Monika genoß diese Aufmerksamkeit, fühlte sich pudelwohl darin, fand indes dabei nichts Ungewöhnliches. Trotz all der Jahre, in denen sie mit ihren psychischen Problemen zu kämpfen gehabt hatte, trotz des Umstandes, daß sie weder „schön“ noch schlank war, geschweige denn in irgendeiner Form „modebewußt“, war sie es von Jugend an gewöhnt, in Schulklassen, in Kliniken und Heimen immer zu denjenigen zu gehören, die respektiert und gemocht wurden und durch ihre verbalen Fähigkeiten eher tonangebend als unscheinbar wirkten. Auch wenn ihr vieles im Zusammenhang mit Familienproblemen nicht vertraut war, konnte sie zu Themen wie Mißbrauchserfahrungen, Partnerschafts- und sexuellen Problemen, Religion, Politik, Freundschaft usw. „mitreden“ und überzeugen. „Schwarze Stänkerer“ - also Postings, die anonym geschrieben wurden, beantwortete sie mit Gelächter und lustigen Links, in der Anfangszeit gab es kaum je einen Beitrag oder User, der sich negativ gegen sie oder einen ihrer Beiträge geäußert hätte.
Alles war perfekt, fand Monika, und wenn andere User sich in die Wolle kriegten, gegenseitig beschimpften oder gegen einzelne mobbten, nahm sie das verwundert zur Kenntnis, ohne sich weitere Gedanken darüber zu machen. Schließlich war es jedem selbst überlassen, wie intensiv er sich in einem Forum engagierte und wie ernst er geschriebene Worte von wildfremden Leuten nahm, fand sie.
In dieser Zeit trafen ein paar äußere Umstände zusammen, die Monika als belastend, aber keineswegs besorgniserregend empfand. Neben der immer noch neuen, aufregenden Liebe zu ihrem Freund, den sie über 500 km hinweg nur alle 14 Tage sehen konnte, begannen finanzielle Schwierigkeiten in der Firma, in der sie angestellt war, spürbar zu werden. Das Arbeitsklima wurde schärfer, die Gehälter kamen unregelmäßiger, Monikas ohnehin schon 50 bis 60 Arbeitsstunden in der Woche nahmen weiter zu. Das störte sie nicht sehr, da ihre engen Freunde ohnehin weit weg wohnten und ihr bisheriges Gay-Umfeld so nach und nach wegbröckelte seit Bekanntwerden ihrer neuen Liebe zu einem Mann. Sie genoß es, sich in ihrer Arbeit zu engagieren und holte sich ihre emotionalen Bedürfnisse im Forum. Für bedenklich hielt sie diese Entwicklung nicht, hatte sie doch ein reales Leben. Daß dieses reale Leben immer weniger Raum einnahm und zunehmend unerfreulich wurde, realisierte sie nicht. Zwar war sie nach wie vor verliebt, zwar mochte sie nach wie vor ihre Arbeit, aber Austausch über private Nichtigkeiten fand sie fast nur noch im Forum.
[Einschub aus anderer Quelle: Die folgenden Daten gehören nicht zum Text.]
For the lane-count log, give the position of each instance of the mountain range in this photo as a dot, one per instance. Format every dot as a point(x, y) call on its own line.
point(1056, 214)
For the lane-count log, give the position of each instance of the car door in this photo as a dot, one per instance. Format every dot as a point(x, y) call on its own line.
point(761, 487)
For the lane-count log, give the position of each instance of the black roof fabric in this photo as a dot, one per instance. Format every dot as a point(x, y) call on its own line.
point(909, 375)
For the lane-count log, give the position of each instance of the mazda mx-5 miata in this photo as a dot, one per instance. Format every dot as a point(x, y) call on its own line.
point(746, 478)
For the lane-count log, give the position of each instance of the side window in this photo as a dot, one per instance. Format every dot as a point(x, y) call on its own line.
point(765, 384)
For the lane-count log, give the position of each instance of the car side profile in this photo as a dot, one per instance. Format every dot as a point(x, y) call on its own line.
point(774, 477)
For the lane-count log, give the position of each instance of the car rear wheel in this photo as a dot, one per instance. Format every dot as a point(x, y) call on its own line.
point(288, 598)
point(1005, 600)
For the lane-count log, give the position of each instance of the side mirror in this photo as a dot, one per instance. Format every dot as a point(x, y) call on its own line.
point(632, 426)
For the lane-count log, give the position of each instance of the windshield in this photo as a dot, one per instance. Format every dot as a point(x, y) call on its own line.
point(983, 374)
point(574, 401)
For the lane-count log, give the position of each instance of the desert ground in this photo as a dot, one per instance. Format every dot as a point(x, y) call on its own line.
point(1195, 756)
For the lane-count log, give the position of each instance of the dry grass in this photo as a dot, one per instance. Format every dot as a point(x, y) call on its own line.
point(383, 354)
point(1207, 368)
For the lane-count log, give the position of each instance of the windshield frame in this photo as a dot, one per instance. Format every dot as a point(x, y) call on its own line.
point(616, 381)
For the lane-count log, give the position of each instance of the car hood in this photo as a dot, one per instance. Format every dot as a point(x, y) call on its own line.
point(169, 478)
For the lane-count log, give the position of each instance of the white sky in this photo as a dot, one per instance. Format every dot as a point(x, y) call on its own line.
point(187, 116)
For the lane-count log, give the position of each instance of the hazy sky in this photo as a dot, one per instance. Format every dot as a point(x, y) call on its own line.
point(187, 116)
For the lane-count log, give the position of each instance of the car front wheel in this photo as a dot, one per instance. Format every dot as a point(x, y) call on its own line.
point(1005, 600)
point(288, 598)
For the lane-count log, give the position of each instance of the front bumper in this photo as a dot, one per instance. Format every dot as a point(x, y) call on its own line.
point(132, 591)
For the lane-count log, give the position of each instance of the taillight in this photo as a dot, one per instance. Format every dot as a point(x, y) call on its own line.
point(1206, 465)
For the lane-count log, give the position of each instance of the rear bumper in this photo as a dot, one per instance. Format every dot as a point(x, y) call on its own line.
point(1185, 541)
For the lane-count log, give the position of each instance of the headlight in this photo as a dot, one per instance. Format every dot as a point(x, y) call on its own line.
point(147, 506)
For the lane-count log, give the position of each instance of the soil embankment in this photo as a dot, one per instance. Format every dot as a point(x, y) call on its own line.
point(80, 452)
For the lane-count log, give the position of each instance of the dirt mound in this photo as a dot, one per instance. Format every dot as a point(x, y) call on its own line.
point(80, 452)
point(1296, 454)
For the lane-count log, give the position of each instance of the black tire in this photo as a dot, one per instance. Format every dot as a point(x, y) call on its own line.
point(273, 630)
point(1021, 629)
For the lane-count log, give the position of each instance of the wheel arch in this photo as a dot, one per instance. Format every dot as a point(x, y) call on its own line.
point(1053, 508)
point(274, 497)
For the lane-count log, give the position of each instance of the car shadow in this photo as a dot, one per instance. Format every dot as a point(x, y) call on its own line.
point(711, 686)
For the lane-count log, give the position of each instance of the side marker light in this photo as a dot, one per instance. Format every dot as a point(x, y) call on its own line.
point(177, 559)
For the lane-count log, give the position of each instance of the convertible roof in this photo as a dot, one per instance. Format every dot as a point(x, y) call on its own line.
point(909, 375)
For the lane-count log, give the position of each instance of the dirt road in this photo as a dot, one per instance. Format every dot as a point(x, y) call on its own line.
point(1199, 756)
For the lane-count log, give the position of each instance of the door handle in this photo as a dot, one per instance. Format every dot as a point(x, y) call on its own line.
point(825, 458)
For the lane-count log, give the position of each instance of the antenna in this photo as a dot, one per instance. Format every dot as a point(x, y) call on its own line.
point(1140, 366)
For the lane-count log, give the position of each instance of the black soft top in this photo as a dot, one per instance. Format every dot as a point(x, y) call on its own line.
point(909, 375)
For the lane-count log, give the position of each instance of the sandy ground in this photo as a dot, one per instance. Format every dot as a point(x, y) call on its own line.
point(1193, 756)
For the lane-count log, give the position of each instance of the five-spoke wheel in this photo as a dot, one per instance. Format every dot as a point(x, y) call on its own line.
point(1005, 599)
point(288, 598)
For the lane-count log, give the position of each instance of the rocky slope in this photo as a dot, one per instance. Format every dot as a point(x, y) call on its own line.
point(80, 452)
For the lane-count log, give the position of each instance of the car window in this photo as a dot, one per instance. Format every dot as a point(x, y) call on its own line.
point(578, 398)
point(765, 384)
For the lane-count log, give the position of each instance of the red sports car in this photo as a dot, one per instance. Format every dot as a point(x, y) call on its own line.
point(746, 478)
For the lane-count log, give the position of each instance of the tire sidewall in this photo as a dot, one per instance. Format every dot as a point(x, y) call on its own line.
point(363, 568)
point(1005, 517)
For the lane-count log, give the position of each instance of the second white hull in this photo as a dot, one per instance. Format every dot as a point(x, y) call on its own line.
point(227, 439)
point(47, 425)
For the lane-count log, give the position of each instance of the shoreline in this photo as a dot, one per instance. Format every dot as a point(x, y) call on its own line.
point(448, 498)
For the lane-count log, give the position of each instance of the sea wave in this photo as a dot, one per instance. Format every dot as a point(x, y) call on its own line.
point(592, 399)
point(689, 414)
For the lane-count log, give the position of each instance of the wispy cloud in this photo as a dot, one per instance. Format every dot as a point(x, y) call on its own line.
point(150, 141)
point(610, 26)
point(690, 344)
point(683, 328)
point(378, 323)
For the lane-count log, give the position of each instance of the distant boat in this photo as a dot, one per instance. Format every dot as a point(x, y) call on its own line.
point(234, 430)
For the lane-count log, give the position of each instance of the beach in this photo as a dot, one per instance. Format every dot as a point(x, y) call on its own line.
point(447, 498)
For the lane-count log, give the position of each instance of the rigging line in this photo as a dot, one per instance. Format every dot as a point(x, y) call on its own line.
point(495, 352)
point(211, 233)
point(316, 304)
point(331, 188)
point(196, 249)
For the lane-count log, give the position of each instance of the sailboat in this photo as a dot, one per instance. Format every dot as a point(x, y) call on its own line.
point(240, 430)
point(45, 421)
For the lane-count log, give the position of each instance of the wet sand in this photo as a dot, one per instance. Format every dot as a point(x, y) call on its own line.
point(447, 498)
In dieser Situation nahmen ihre Brüder, ihr Onkel und ihre Tante Kontakt mit ihr auf. Das schockierte Monika, sie hatte alle Kontakte zu Familienmitgliedern seit annähernd 20 Jahren abgebrochen. Diese plötzliche Konfrontation mit ihrer Vergangenheit, insbesondere ihren Brüdern, für deren erste sexuelle Gehversuche sie als Kind hatte herhalten müssen, brachten sie aus der Fassung. Sie reagierte, wie sie das immer getan hatte, wenn ihr etwas emotional zu schaffen machte: sie lenkte sich ab. Noch mehr Arbeit, noch mehr Forum. Ganz allmählich kamen leise fragende Beiträge von Mitusern: schläfst du denn nie? Wie schaffst du das, zu jeder Tages- und Nachtzeit im Forum aktiv zu sein? Monika-Orca lachte darüber. Sie schaffte das!